Evaluation of the `dynamo-troubleshoot` skill before publication through NVSkills-Eval.

This benchmark summarizes 3-Tier Evaluation from NVSkills-Eval results for the skill. The goal is to document whether the skill is safe, discoverable, effective, and useful for agents before it is published for broader workflow use.

## Evaluation Summary

- Skill: `dynamo-troubleshoot`
- Evaluation date: 2026-05-28
- NVSkills-Eval profile: `external`
- Overall verdict: FAIL
- Tier 3 live agent evaluation: not available in this report

## Agents Used

- Tier 3 agent details were not available in this report.

## Metrics Used

Reported benchmark dimensions:

- Security: checks whether skill-assisted execution avoids unsafe behavior such as secret leakage, destructive commands, or unauthorized access.
- Correctness: checks whether the agent follows the expected workflow and produces the correct final output.
- Discoverability: checks whether the agent loads the skill when relevant and avoids using it when irrelevant.
- Effectiveness: checks whether the agent performs measurably better with the skill than without it.
- Efficiency: checks whether the agent uses fewer tokens and avoids redundant work.
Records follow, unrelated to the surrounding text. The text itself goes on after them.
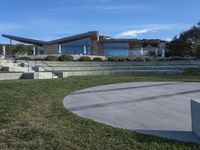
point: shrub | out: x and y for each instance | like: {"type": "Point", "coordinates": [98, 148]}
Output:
{"type": "Point", "coordinates": [193, 71]}
{"type": "Point", "coordinates": [24, 58]}
{"type": "Point", "coordinates": [66, 58]}
{"type": "Point", "coordinates": [97, 59]}
{"type": "Point", "coordinates": [141, 59]}
{"type": "Point", "coordinates": [112, 59]}
{"type": "Point", "coordinates": [149, 59]}
{"type": "Point", "coordinates": [122, 59]}
{"type": "Point", "coordinates": [51, 58]}
{"type": "Point", "coordinates": [38, 59]}
{"type": "Point", "coordinates": [84, 58]}
{"type": "Point", "coordinates": [173, 58]}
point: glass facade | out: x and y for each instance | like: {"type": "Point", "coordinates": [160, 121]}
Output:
{"type": "Point", "coordinates": [116, 49]}
{"type": "Point", "coordinates": [78, 47]}
{"type": "Point", "coordinates": [40, 50]}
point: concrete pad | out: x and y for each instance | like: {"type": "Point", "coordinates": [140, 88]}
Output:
{"type": "Point", "coordinates": [156, 108]}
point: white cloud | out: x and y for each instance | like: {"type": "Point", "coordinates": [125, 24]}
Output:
{"type": "Point", "coordinates": [145, 29]}
{"type": "Point", "coordinates": [133, 33]}
{"type": "Point", "coordinates": [168, 39]}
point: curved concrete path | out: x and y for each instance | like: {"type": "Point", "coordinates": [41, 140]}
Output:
{"type": "Point", "coordinates": [157, 108]}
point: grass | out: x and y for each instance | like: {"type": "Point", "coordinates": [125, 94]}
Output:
{"type": "Point", "coordinates": [32, 116]}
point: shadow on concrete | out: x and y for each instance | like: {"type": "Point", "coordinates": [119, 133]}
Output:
{"type": "Point", "coordinates": [125, 88]}
{"type": "Point", "coordinates": [114, 103]}
{"type": "Point", "coordinates": [186, 136]}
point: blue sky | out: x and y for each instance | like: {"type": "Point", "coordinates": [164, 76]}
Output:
{"type": "Point", "coordinates": [50, 19]}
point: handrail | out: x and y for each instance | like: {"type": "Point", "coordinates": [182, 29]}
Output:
{"type": "Point", "coordinates": [47, 65]}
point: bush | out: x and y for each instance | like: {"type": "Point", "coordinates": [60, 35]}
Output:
{"type": "Point", "coordinates": [193, 71]}
{"type": "Point", "coordinates": [113, 59]}
{"type": "Point", "coordinates": [66, 58]}
{"type": "Point", "coordinates": [51, 58]}
{"type": "Point", "coordinates": [84, 58]}
{"type": "Point", "coordinates": [141, 59]}
{"type": "Point", "coordinates": [173, 58]}
{"type": "Point", "coordinates": [196, 49]}
{"type": "Point", "coordinates": [24, 58]}
{"type": "Point", "coordinates": [97, 59]}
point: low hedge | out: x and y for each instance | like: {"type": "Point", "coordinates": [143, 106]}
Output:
{"type": "Point", "coordinates": [127, 59]}
{"type": "Point", "coordinates": [66, 58]}
{"type": "Point", "coordinates": [84, 58]}
{"type": "Point", "coordinates": [24, 58]}
{"type": "Point", "coordinates": [97, 59]}
{"type": "Point", "coordinates": [51, 58]}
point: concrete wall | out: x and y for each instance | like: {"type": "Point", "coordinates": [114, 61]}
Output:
{"type": "Point", "coordinates": [10, 76]}
{"type": "Point", "coordinates": [195, 112]}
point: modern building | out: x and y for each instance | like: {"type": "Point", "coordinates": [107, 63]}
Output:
{"type": "Point", "coordinates": [91, 43]}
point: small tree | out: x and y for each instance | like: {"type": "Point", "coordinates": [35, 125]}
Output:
{"type": "Point", "coordinates": [196, 49]}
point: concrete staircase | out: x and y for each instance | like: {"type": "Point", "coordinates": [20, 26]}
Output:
{"type": "Point", "coordinates": [65, 69]}
{"type": "Point", "coordinates": [49, 70]}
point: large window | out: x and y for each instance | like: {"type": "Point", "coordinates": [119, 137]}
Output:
{"type": "Point", "coordinates": [40, 50]}
{"type": "Point", "coordinates": [78, 47]}
{"type": "Point", "coordinates": [116, 49]}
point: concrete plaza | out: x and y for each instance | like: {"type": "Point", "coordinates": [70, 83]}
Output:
{"type": "Point", "coordinates": [157, 108]}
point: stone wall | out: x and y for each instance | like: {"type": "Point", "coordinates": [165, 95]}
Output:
{"type": "Point", "coordinates": [195, 112]}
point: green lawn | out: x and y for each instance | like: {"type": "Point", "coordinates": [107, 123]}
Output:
{"type": "Point", "coordinates": [32, 116]}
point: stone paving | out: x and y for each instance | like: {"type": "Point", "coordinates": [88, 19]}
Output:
{"type": "Point", "coordinates": [156, 108]}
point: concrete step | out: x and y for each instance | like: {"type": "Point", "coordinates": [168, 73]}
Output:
{"type": "Point", "coordinates": [10, 76]}
{"type": "Point", "coordinates": [39, 75]}
{"type": "Point", "coordinates": [99, 64]}
{"type": "Point", "coordinates": [115, 68]}
{"type": "Point", "coordinates": [122, 72]}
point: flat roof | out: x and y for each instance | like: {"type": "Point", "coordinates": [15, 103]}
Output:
{"type": "Point", "coordinates": [24, 40]}
{"type": "Point", "coordinates": [92, 34]}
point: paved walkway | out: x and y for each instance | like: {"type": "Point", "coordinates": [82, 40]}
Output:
{"type": "Point", "coordinates": [157, 108]}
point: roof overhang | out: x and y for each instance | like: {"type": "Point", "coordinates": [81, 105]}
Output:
{"type": "Point", "coordinates": [24, 40]}
{"type": "Point", "coordinates": [92, 35]}
{"type": "Point", "coordinates": [119, 40]}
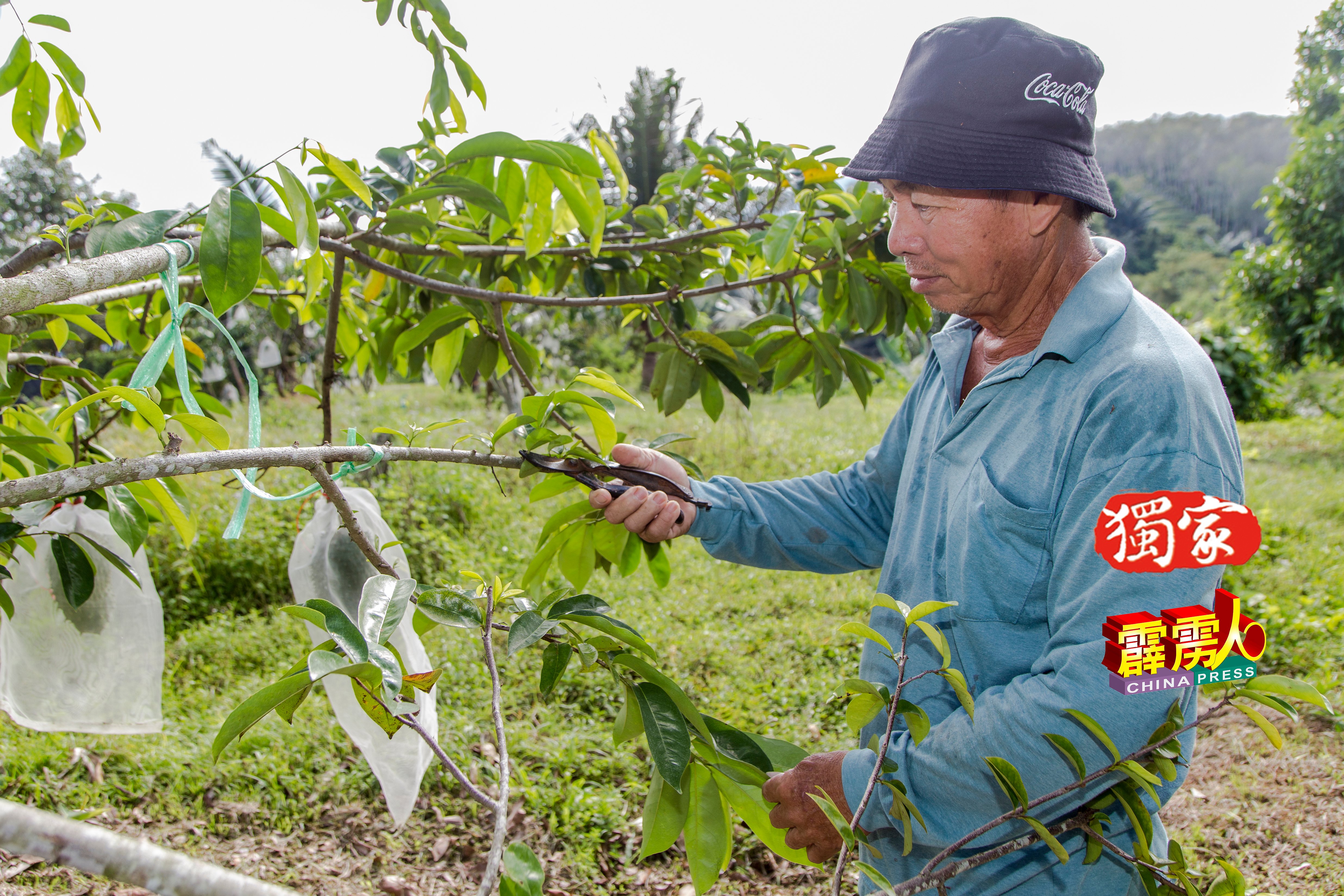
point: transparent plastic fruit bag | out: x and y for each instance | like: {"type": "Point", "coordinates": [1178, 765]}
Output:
{"type": "Point", "coordinates": [327, 565]}
{"type": "Point", "coordinates": [95, 666]}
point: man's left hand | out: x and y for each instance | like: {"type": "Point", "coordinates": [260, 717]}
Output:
{"type": "Point", "coordinates": [808, 825]}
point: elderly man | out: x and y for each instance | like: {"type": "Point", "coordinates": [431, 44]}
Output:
{"type": "Point", "coordinates": [1053, 388]}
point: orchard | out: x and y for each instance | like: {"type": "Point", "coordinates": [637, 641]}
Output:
{"type": "Point", "coordinates": [458, 256]}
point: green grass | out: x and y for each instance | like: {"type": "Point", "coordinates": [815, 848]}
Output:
{"type": "Point", "coordinates": [755, 648]}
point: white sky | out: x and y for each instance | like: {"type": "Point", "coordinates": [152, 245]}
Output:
{"type": "Point", "coordinates": [259, 76]}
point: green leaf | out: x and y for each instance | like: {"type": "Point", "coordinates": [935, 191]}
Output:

Underlying evaluation signals used in this run:

- No Tier 3 evaluation signal details were available in this report.

## Test Tasks

Tier 3 evaluation task details were not available in this report.

## Results

Tier 3 dimension rollup was not available in this report.
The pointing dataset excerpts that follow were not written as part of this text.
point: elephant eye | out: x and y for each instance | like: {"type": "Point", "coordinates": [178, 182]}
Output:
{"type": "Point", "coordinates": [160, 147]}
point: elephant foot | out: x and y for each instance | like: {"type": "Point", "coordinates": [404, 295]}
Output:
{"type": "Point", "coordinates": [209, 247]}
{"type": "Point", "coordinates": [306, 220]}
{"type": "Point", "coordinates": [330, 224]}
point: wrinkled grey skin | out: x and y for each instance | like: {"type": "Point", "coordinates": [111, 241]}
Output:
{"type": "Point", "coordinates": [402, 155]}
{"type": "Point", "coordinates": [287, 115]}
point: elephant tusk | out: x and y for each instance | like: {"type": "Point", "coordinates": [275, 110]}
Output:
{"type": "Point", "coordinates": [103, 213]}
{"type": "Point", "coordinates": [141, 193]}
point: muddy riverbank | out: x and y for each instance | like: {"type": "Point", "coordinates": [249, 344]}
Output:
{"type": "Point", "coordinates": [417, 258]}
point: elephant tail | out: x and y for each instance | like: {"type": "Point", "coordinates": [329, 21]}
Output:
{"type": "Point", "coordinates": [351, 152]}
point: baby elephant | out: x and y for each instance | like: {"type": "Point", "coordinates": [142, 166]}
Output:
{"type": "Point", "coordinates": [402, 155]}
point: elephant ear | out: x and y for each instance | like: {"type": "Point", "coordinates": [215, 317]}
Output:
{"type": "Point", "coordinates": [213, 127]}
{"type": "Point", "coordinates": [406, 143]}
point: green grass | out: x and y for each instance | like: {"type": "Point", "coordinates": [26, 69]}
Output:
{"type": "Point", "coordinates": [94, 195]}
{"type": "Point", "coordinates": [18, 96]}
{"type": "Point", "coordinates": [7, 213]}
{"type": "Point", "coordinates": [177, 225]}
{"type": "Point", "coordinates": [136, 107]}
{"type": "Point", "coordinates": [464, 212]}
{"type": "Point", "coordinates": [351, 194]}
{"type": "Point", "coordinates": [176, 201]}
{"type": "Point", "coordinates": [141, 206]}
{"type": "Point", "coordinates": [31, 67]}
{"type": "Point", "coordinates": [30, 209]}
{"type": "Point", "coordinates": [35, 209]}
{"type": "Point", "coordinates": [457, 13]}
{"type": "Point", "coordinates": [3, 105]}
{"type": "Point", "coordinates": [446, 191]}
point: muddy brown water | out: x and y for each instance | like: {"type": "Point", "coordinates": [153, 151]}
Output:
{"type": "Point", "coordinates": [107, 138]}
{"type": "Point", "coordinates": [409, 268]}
## Tier 1: Static Validation Summary

Tier 1 validation passed with observations. NVSkills-Eval ran 9 checks and found 7 total findings.

Top findings:

- MEDIUM SECURITY/Unknown (LP3): MCP Least Privilege: The skill invokes shell commands (kubectl, python3) and writes output files (debug bundle) without declaring explicit pe (`SKILL.md:1`)
- MEDIUM SECURITY/Unknown (SDI-4): The 'Limitations' section explicitly claims the skill is 'Read-only. Never mutates the cluster; remediation commands are (`SKILL.md:144`)
- MEDIUM SECURITY/Unknown (SQP-2): The skill card documents that outputs include 'Shell commands' and 'Configuration instructions' but does not include any (`skill-card.md:26`)
- LOW QUALITY/quality_discoverability: Description very long (221 chars, recommend 50-150) (`skills/dynamo-troubleshoot/SKILL.md`)
- LOW SCHEMA/unexpected_file: Unexpected 'skill-card.md' in skill root (`skills/dynamo-troubleshoot/skill-card.md`)
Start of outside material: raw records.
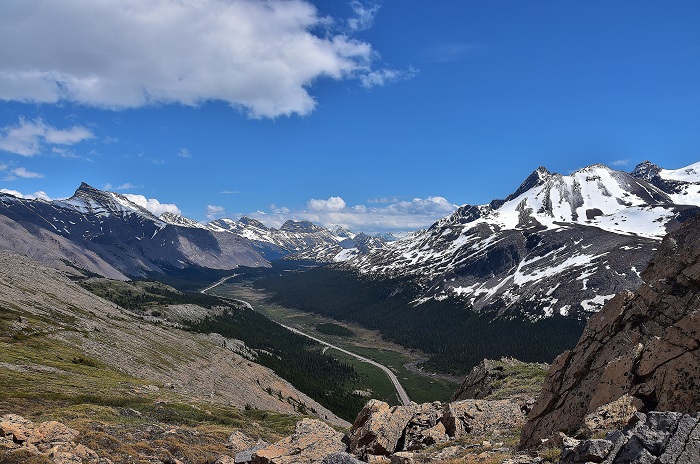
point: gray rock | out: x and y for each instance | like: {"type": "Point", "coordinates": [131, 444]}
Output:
{"type": "Point", "coordinates": [634, 452]}
{"type": "Point", "coordinates": [247, 455]}
{"type": "Point", "coordinates": [656, 437]}
{"type": "Point", "coordinates": [691, 453]}
{"type": "Point", "coordinates": [341, 458]}
{"type": "Point", "coordinates": [677, 444]}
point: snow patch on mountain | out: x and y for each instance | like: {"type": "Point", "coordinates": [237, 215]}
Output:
{"type": "Point", "coordinates": [559, 245]}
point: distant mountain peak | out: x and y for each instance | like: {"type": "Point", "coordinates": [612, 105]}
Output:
{"type": "Point", "coordinates": [245, 220]}
{"type": "Point", "coordinates": [646, 170]}
{"type": "Point", "coordinates": [89, 198]}
{"type": "Point", "coordinates": [179, 220]}
{"type": "Point", "coordinates": [299, 226]}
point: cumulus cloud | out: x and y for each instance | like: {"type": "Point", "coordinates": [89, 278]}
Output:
{"type": "Point", "coordinates": [382, 77]}
{"type": "Point", "coordinates": [261, 56]}
{"type": "Point", "coordinates": [398, 216]}
{"type": "Point", "coordinates": [383, 200]}
{"type": "Point", "coordinates": [32, 196]}
{"type": "Point", "coordinates": [27, 138]}
{"type": "Point", "coordinates": [151, 204]}
{"type": "Point", "coordinates": [364, 15]}
{"type": "Point", "coordinates": [25, 174]}
{"type": "Point", "coordinates": [624, 162]}
{"type": "Point", "coordinates": [332, 204]}
{"type": "Point", "coordinates": [215, 212]}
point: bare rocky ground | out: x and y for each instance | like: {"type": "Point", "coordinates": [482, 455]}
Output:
{"type": "Point", "coordinates": [637, 355]}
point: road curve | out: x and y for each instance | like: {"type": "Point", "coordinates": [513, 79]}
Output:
{"type": "Point", "coordinates": [403, 396]}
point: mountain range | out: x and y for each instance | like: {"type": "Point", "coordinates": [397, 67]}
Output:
{"type": "Point", "coordinates": [105, 233]}
{"type": "Point", "coordinates": [560, 244]}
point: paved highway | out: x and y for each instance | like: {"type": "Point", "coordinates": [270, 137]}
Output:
{"type": "Point", "coordinates": [403, 396]}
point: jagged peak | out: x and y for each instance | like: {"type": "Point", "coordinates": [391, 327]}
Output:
{"type": "Point", "coordinates": [248, 221]}
{"type": "Point", "coordinates": [538, 177]}
{"type": "Point", "coordinates": [89, 197]}
{"type": "Point", "coordinates": [646, 170]}
{"type": "Point", "coordinates": [594, 167]}
{"type": "Point", "coordinates": [299, 226]}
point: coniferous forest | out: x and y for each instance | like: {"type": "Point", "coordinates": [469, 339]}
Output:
{"type": "Point", "coordinates": [455, 337]}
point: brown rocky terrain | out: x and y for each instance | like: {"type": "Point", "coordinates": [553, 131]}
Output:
{"type": "Point", "coordinates": [504, 378]}
{"type": "Point", "coordinates": [44, 314]}
{"type": "Point", "coordinates": [643, 344]}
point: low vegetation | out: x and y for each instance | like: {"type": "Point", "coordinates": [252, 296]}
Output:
{"type": "Point", "coordinates": [338, 330]}
{"type": "Point", "coordinates": [127, 419]}
{"type": "Point", "coordinates": [293, 357]}
{"type": "Point", "coordinates": [455, 338]}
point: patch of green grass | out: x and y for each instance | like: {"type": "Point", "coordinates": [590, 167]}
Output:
{"type": "Point", "coordinates": [330, 328]}
{"type": "Point", "coordinates": [371, 377]}
{"type": "Point", "coordinates": [517, 379]}
{"type": "Point", "coordinates": [420, 389]}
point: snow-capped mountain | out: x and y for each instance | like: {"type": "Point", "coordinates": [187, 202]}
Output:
{"type": "Point", "coordinates": [560, 244]}
{"type": "Point", "coordinates": [300, 240]}
{"type": "Point", "coordinates": [682, 185]}
{"type": "Point", "coordinates": [106, 233]}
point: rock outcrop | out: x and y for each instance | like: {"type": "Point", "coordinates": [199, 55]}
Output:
{"type": "Point", "coordinates": [51, 439]}
{"type": "Point", "coordinates": [491, 378]}
{"type": "Point", "coordinates": [381, 430]}
{"type": "Point", "coordinates": [656, 437]}
{"type": "Point", "coordinates": [644, 344]}
{"type": "Point", "coordinates": [311, 442]}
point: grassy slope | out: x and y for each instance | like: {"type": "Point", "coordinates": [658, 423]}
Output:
{"type": "Point", "coordinates": [124, 417]}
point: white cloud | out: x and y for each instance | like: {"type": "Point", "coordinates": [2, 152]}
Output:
{"type": "Point", "coordinates": [32, 196]}
{"type": "Point", "coordinates": [383, 200]}
{"type": "Point", "coordinates": [398, 216]}
{"type": "Point", "coordinates": [23, 173]}
{"type": "Point", "coordinates": [364, 15]}
{"type": "Point", "coordinates": [28, 137]}
{"type": "Point", "coordinates": [153, 205]}
{"type": "Point", "coordinates": [624, 162]}
{"type": "Point", "coordinates": [214, 212]}
{"type": "Point", "coordinates": [386, 76]}
{"type": "Point", "coordinates": [260, 56]}
{"type": "Point", "coordinates": [332, 204]}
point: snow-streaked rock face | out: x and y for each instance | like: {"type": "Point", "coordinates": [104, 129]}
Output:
{"type": "Point", "coordinates": [559, 245]}
{"type": "Point", "coordinates": [682, 185]}
{"type": "Point", "coordinates": [106, 233]}
{"type": "Point", "coordinates": [301, 240]}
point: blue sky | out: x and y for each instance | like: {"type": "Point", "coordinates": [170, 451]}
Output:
{"type": "Point", "coordinates": [374, 115]}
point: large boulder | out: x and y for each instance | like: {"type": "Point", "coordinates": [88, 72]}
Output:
{"type": "Point", "coordinates": [379, 427]}
{"type": "Point", "coordinates": [644, 344]}
{"type": "Point", "coordinates": [482, 417]}
{"type": "Point", "coordinates": [424, 428]}
{"type": "Point", "coordinates": [48, 440]}
{"type": "Point", "coordinates": [498, 379]}
{"type": "Point", "coordinates": [656, 437]}
{"type": "Point", "coordinates": [311, 442]}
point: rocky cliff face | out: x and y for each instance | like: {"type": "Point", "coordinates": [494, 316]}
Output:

## Tier 2: Deduplication Summary

Tier 2 validation reported findings. NVSkills-Eval ran 2 checks and found 1 total findings.

Top findings:

- HIGH DUPLICATE/duplicate: Duplicate content found within SKILL.md:
  "### 1. Collect A Read-Only Bundle" in SKILL.md (lines 23-41)
  vs "## Available Scripts" in SKILL.md (lines 83-94)
  vs "## Examples" in SKILL.md (lines 95-116) (`SKILL.md:23`)

## Publication Recommendation

The skill should be reviewed before NVSkills-Eval publication. Skill owners should address the findings above and rerun NVSkills-Eval to refresh this benchmark.